RP will Lärmgrenzwerte einhalten

„Viele der betroffenen Familien wollen nachts, besonders im Sommer, ihr Schlafzimmerfenster öffnen“, erläuterte Ambros, „damit sie sich nicht zu Tode schwitzen.“ Das gehe aber nicht, wenn der Verkehr vorbeirausche. An Schlaf sei bei offenen Fenstern aber wohl kaum zu denken. Für den Einbau einer Klimaanlage fehle den meisten das Geld, außerdem sei ein solche ziemlich teuer. „Der Lärm ist erwiesenermaßen gesundheitsschädigend“, fügt Ambros hinzu. Deshalb hofft er, dass das RP vielleicht doch noch einen Belag verwendet, der den Schall noch besser schluckt.

Das RP räumte stets ein, dass es alles tun möchte, damit die Lärmgrenzwerte eingehalten werden. Allerdings würden an manchen Gebäuden die geltenden Limits von 59 Dezibel während des Tages und von 49 Dezibel in der Nacht erreicht und teilweise überschritten, räumten die Planer im RP ein – und verwiesen auf die Schallschutzfenster, die die betroffenen Bürger beantragen könnten.

Tatsächlich rückte das RP von dem Vorhaben ab, den lärmschluckenden, so genannten Flüsterasphalt zu verwenden. Der Bundesrechnungshof habe den teuren und verschleißträchtigen Belag moniert, verlautete aus der Behörde. Das RP versicherte vor einiger Zeit jedoch, einen anderen, ebenfalls geeigneten Asphalt aufbringen zu lassen, der zwar etwas weniger Lärm schlucke, dafür aber länger halte.

Bereits an Klage gedacht

Bis jetzt prüft das RP noch die Einwände, die im Planfeststellungsverfahren eingegangen sind. Das seien mehr als hundert gewesen, hatte Katja Lumpp, die RP-Sprecherin, bekannt gegeben.

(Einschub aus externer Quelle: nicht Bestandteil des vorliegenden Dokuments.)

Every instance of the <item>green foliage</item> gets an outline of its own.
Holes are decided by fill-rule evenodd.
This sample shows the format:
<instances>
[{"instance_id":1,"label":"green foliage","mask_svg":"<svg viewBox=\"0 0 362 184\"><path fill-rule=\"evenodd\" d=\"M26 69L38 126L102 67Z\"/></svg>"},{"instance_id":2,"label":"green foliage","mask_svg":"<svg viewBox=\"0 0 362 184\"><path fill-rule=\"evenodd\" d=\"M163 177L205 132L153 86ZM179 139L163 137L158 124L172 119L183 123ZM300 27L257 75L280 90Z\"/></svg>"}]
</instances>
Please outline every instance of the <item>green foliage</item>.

Ursprünglich sollte die Erörterungsverhandlung noch im Jahr 2016 stattfinden, zuletzt war ein Termin in diesem Frühjahr anvisiert worden, und nun ist zu hören, dass sie vielleicht noch im Juni sein könnte. Lumpp bat um Nachsicht, dass die Bearbeitung sämtlicher Einwände und Stellungnahmen eben Zeit brauche. Viele von ihnen beziehen sich auf die befürchtete Lärmbelästigung.

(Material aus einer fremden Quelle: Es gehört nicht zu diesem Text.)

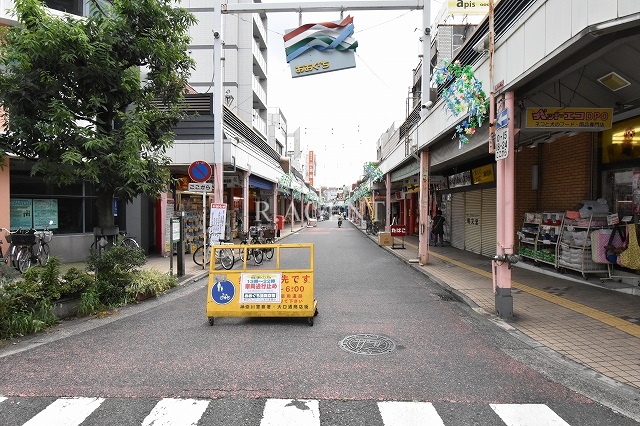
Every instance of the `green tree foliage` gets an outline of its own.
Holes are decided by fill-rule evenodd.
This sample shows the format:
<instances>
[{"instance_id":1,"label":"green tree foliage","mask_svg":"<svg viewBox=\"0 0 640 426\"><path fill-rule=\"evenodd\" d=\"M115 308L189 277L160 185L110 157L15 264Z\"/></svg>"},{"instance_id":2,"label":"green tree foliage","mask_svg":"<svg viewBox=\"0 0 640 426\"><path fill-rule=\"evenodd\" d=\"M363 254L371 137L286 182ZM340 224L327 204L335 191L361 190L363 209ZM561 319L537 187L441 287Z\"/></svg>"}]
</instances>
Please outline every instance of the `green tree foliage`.
<instances>
[{"instance_id":1,"label":"green tree foliage","mask_svg":"<svg viewBox=\"0 0 640 426\"><path fill-rule=\"evenodd\" d=\"M195 23L173 3L89 0L89 16L60 18L15 0L19 25L0 44L0 160L31 160L57 185L92 182L99 226L113 225L114 196L154 196L169 182Z\"/></svg>"}]
</instances>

Sollte das RP keine andere Lösung für den Lärmschutz finden, „wollen wir nach dem Erörterungstermin unseren Widerspruch formulieren“, sagte Ambros. Auch an eine Klage vor Gericht habe die Leise A 81 gedacht. Doch sei das wohl mit viel zu hohen Kosten verbunden. „So viel Geld bekommen wir nicht zusammen“, erklärte der Sprecher der Initiative. „Einige Bürger verlangen zusätzliche Lärmschutzwände und Wälle“, sagte Lumpp. Zudem fordere die Stadt Sindelfingen ein Lärmschutzkonzept für die Bauphase. Ein umfangreiches Paket an Einwänden und Vorschlägen betrifft auch den Naturschutz und die Ausgleichsmaßnahmen. Der Landesnaturschutzverband fordert etwa einen geeigneten Wildtierkorridor unter der Autobahn.

Baubeginn voraussichtlich im Jahr 2020

Bauvorhaben: Die Autobahn zwischen Böblingen-Hulb und Sindelfingen soll sechsspurig ausgebaut werden. Neu hinzugekommen ist nach den aktuellen Planungen ein Standstreifen auf der 7,1 Kilometer langen Ausbaustrecke, der in beiden Richtungen als vierte Fahrspur genutzt werden kann. Die Kosten für das gesamte Bauvorhaben inklusive eines Deckels wird auf rund 226 Millionen Euro beziffert.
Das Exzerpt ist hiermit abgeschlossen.